Gandolfini was discovered in his hotel room by a family member, but it’s not known exactly whom. Antonio D’Amore, manager of Rome’s Boscolo Exedra hotal, has been quoted as saying it was Gandolfini’s 13-year-old son, Michael.
Gandolfini was in Italy to receive an award at and attend the closing ceremony of the Taormina Film Festival in Sicily this weekend. Organizers of the event said that “he was very happy to receive this prize and be able to travel to Italy,” and also that Gandolfini will be honored instead with a tribute “remembering his career and talent.”
Gandolfini was a well-traveled actor by the time he shot to fame in 1999 with the program, which earned him six Emmy Awards during the show’s six-year run, Gandolfini also left behind a rich legacy of film and stage work in a tragically-shortened life.

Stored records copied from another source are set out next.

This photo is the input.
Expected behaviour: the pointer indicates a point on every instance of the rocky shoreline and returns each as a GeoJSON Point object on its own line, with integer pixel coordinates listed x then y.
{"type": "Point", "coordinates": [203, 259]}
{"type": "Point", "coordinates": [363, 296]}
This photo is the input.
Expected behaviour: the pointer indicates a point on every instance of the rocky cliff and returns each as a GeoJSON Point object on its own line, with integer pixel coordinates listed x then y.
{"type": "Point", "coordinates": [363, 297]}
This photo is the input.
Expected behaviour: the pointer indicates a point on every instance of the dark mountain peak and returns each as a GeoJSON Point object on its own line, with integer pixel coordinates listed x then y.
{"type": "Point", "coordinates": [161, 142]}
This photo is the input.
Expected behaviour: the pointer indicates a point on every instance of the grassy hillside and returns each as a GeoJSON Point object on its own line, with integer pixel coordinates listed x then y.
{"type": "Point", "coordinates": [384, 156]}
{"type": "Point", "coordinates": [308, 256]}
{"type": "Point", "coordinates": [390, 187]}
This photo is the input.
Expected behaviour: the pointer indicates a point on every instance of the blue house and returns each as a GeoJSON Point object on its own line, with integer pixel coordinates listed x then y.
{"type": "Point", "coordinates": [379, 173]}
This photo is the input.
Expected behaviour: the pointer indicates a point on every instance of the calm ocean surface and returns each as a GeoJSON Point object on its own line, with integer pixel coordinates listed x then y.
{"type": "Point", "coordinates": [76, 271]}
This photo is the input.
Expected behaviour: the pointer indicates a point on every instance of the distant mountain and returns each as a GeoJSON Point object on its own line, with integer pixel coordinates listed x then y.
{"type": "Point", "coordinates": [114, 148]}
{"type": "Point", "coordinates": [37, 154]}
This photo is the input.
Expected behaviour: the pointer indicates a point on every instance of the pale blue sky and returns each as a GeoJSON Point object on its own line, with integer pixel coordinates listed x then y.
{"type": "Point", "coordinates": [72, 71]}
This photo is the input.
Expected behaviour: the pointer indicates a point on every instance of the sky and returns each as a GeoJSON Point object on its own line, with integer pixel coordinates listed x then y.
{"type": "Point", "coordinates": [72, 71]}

“He was a genius,” said “Sopranos” creator David Chase of Gandolfini. “Anyone who saw him even in the smallest of his performances knows that. He is one of the greatest actors of this or any time. A great deal of genius resided in those sad eyes.”
Gandolfini was an actor who also refused to be limited by his star-making role as Tony Soprano. After the show’s breathtaking blackout finale in 2007, Gandolfini successfully evaded being typecast as a mobster, and was upbeat about the work he did afterward. These included roles as then-CIA director Leon Panetta in “Zero Dark Thirty,” the old-school father of a wanna-be rocker in the David Chase ’60s period drama “Not Fade Away,” and an aged, washed-up hit man in Andrew Dominick’s crime film “Killing Them Softly.”

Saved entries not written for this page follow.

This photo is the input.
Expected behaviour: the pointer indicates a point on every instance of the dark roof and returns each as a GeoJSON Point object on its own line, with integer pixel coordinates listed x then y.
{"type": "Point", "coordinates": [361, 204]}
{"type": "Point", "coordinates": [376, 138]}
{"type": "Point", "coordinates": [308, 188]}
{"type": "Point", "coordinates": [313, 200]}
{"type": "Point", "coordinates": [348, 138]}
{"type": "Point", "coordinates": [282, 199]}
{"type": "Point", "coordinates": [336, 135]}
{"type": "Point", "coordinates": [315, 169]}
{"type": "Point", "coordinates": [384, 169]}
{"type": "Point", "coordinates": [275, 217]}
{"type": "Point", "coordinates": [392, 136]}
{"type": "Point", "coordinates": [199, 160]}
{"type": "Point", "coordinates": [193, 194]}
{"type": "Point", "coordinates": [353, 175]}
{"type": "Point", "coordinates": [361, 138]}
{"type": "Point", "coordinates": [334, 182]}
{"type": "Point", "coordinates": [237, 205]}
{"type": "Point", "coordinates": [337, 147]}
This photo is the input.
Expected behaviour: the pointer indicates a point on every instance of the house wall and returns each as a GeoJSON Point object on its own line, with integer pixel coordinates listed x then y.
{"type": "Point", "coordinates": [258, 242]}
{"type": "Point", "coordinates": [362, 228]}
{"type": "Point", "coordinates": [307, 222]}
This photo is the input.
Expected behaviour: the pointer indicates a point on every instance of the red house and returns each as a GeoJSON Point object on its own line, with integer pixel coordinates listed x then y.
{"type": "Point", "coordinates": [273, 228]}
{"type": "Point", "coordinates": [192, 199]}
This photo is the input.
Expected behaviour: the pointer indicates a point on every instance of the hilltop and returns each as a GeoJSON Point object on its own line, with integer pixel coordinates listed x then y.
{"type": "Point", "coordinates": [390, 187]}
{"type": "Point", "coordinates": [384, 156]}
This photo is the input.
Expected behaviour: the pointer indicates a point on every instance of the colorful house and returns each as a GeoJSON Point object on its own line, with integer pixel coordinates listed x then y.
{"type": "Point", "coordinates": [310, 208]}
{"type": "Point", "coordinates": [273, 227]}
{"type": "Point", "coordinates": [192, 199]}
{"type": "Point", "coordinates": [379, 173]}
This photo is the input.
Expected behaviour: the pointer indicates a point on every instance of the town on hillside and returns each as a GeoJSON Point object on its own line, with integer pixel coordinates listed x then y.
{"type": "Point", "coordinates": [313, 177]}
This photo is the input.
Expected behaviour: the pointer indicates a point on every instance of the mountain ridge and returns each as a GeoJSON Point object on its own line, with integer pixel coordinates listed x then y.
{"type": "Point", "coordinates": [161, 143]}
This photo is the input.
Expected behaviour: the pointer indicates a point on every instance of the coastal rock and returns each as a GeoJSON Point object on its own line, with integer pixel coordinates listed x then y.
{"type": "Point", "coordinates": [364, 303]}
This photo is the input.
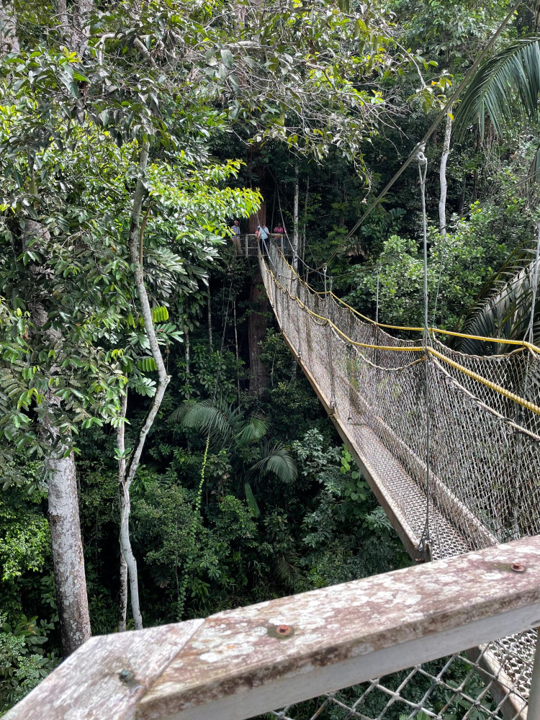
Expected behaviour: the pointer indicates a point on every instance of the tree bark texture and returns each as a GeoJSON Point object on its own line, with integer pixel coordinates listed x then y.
{"type": "Point", "coordinates": [442, 174]}
{"type": "Point", "coordinates": [209, 313]}
{"type": "Point", "coordinates": [81, 25]}
{"type": "Point", "coordinates": [63, 498]}
{"type": "Point", "coordinates": [121, 447]}
{"type": "Point", "coordinates": [67, 551]}
{"type": "Point", "coordinates": [163, 380]}
{"type": "Point", "coordinates": [256, 331]}
{"type": "Point", "coordinates": [296, 220]}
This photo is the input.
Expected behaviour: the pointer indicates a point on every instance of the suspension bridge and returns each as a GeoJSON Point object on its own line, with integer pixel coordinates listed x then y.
{"type": "Point", "coordinates": [450, 444]}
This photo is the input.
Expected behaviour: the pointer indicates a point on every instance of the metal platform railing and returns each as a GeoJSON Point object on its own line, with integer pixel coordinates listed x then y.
{"type": "Point", "coordinates": [325, 654]}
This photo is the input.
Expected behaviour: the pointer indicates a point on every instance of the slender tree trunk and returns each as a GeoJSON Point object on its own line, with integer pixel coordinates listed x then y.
{"type": "Point", "coordinates": [63, 16]}
{"type": "Point", "coordinates": [67, 551]}
{"type": "Point", "coordinates": [63, 497]}
{"type": "Point", "coordinates": [442, 173]}
{"type": "Point", "coordinates": [163, 380]}
{"type": "Point", "coordinates": [121, 447]}
{"type": "Point", "coordinates": [187, 350]}
{"type": "Point", "coordinates": [295, 220]}
{"type": "Point", "coordinates": [129, 557]}
{"type": "Point", "coordinates": [123, 594]}
{"type": "Point", "coordinates": [303, 248]}
{"type": "Point", "coordinates": [236, 350]}
{"type": "Point", "coordinates": [80, 25]}
{"type": "Point", "coordinates": [209, 307]}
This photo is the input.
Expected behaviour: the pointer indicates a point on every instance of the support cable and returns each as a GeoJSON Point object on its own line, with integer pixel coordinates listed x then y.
{"type": "Point", "coordinates": [425, 540]}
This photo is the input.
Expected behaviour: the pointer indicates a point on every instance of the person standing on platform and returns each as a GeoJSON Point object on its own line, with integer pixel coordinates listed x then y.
{"type": "Point", "coordinates": [236, 234]}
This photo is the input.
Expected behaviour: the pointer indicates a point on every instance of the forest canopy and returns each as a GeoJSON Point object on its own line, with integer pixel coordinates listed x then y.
{"type": "Point", "coordinates": [162, 457]}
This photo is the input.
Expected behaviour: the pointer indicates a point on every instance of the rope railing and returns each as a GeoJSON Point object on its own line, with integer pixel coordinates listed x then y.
{"type": "Point", "coordinates": [484, 450]}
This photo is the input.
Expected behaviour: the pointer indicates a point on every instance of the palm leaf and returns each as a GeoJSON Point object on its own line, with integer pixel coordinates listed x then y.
{"type": "Point", "coordinates": [253, 430]}
{"type": "Point", "coordinates": [512, 73]}
{"type": "Point", "coordinates": [278, 462]}
{"type": "Point", "coordinates": [204, 416]}
{"type": "Point", "coordinates": [505, 313]}
{"type": "Point", "coordinates": [252, 503]}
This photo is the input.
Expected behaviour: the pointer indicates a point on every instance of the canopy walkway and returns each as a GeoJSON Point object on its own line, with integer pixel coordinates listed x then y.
{"type": "Point", "coordinates": [470, 483]}
{"type": "Point", "coordinates": [450, 445]}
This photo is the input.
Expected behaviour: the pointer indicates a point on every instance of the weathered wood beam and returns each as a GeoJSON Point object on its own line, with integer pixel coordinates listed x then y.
{"type": "Point", "coordinates": [244, 662]}
{"type": "Point", "coordinates": [238, 665]}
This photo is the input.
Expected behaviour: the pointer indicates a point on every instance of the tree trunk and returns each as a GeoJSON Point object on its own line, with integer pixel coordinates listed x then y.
{"type": "Point", "coordinates": [256, 331]}
{"type": "Point", "coordinates": [163, 380]}
{"type": "Point", "coordinates": [67, 551]}
{"type": "Point", "coordinates": [442, 173]}
{"type": "Point", "coordinates": [209, 309]}
{"type": "Point", "coordinates": [237, 351]}
{"type": "Point", "coordinates": [296, 221]}
{"type": "Point", "coordinates": [121, 447]}
{"type": "Point", "coordinates": [63, 16]}
{"type": "Point", "coordinates": [63, 497]}
{"type": "Point", "coordinates": [80, 25]}
{"type": "Point", "coordinates": [123, 594]}
{"type": "Point", "coordinates": [129, 557]}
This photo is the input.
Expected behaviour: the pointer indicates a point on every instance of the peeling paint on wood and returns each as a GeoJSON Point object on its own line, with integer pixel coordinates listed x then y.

Gandolfini also garnered accolades on Broadway, earning a best-actor Tony Award nomination for 2009’s “God of Carnage.” Also using his star clout, Gandolfini produced a pair of HBO documentaries about veterans affairs, a cause close to him.

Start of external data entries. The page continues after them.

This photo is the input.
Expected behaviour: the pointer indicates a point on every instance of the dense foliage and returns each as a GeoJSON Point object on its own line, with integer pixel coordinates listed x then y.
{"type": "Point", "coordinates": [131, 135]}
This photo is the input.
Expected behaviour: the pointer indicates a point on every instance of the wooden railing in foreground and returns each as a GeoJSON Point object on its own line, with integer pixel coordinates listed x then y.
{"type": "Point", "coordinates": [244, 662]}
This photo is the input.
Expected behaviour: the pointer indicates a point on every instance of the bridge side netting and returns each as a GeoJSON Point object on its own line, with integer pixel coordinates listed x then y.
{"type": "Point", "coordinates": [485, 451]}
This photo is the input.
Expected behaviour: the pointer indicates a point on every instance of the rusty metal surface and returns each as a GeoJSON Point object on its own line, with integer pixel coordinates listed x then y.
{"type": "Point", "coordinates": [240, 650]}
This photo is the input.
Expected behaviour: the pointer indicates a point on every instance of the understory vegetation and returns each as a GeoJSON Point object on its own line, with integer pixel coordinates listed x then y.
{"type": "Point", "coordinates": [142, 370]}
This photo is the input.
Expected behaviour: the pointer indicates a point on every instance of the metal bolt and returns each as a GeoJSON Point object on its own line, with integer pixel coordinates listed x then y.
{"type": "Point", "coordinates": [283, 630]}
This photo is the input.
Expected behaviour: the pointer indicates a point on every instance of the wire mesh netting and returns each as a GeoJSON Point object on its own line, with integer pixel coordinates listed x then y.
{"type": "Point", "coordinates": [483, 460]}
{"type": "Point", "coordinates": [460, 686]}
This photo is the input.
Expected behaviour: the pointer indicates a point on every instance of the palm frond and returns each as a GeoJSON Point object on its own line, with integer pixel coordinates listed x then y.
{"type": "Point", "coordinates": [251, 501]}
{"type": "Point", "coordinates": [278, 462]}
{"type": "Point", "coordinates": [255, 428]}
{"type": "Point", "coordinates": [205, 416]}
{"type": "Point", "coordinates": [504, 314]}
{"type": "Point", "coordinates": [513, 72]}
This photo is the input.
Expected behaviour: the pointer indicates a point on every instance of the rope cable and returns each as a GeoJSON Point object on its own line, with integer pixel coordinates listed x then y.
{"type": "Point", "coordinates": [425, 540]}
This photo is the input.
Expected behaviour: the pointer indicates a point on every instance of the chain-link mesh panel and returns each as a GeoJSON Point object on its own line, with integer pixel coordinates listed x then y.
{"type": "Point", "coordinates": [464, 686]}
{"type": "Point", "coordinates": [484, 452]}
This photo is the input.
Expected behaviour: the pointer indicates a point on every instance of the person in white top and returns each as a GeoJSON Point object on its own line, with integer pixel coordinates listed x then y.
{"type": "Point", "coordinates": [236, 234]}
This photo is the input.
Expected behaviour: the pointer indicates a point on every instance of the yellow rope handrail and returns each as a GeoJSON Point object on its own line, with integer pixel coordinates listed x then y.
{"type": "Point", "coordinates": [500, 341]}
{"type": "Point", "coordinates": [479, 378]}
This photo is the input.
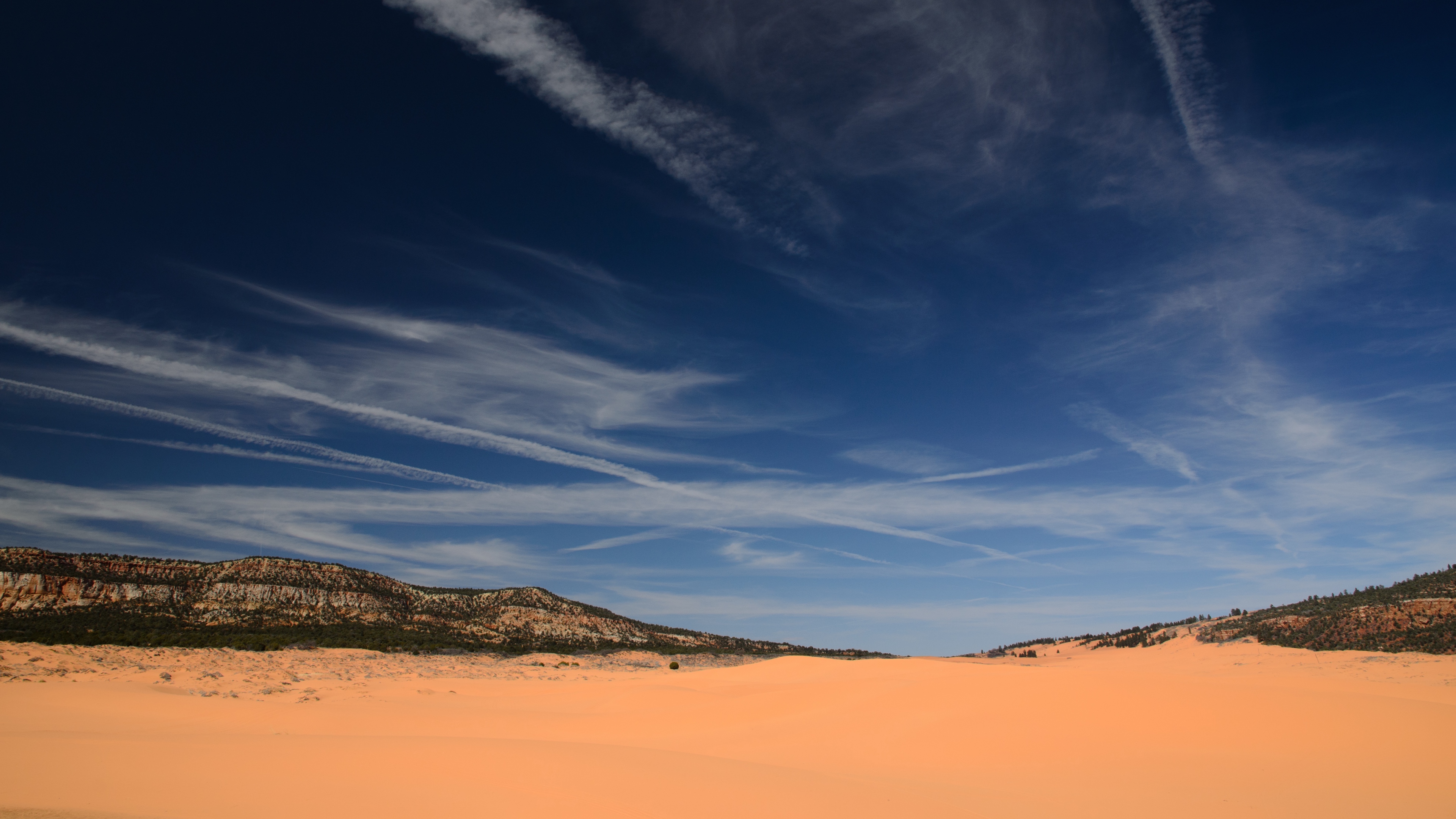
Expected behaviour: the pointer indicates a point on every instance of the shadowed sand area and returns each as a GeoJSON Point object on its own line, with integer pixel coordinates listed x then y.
{"type": "Point", "coordinates": [1183, 729]}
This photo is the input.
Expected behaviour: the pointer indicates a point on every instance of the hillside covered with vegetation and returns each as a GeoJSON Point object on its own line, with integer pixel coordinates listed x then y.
{"type": "Point", "coordinates": [1411, 615]}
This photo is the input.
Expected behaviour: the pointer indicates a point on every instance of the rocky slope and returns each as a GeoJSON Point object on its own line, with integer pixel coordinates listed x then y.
{"type": "Point", "coordinates": [1411, 615]}
{"type": "Point", "coordinates": [263, 602]}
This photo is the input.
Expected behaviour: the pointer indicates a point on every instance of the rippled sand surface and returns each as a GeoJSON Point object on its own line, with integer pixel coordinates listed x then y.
{"type": "Point", "coordinates": [1183, 729]}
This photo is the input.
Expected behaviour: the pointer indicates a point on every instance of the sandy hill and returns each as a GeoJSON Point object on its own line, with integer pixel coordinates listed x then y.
{"type": "Point", "coordinates": [1411, 615]}
{"type": "Point", "coordinates": [267, 602]}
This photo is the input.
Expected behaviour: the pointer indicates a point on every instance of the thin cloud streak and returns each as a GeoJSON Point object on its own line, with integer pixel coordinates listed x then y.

Gandolfini grew up in Park Ridge, New Jersey, earned a communications degree from Rutgers University, then worked as a bartender, bouncer, and nightclub manager in New York. Gandolfini discovered acting at 25, had his first big break in a Broadway production of “A Streetcar Named Desire,” and made his film debut in Sidney Lumet’s 1992 film “A Stranger Among Us.”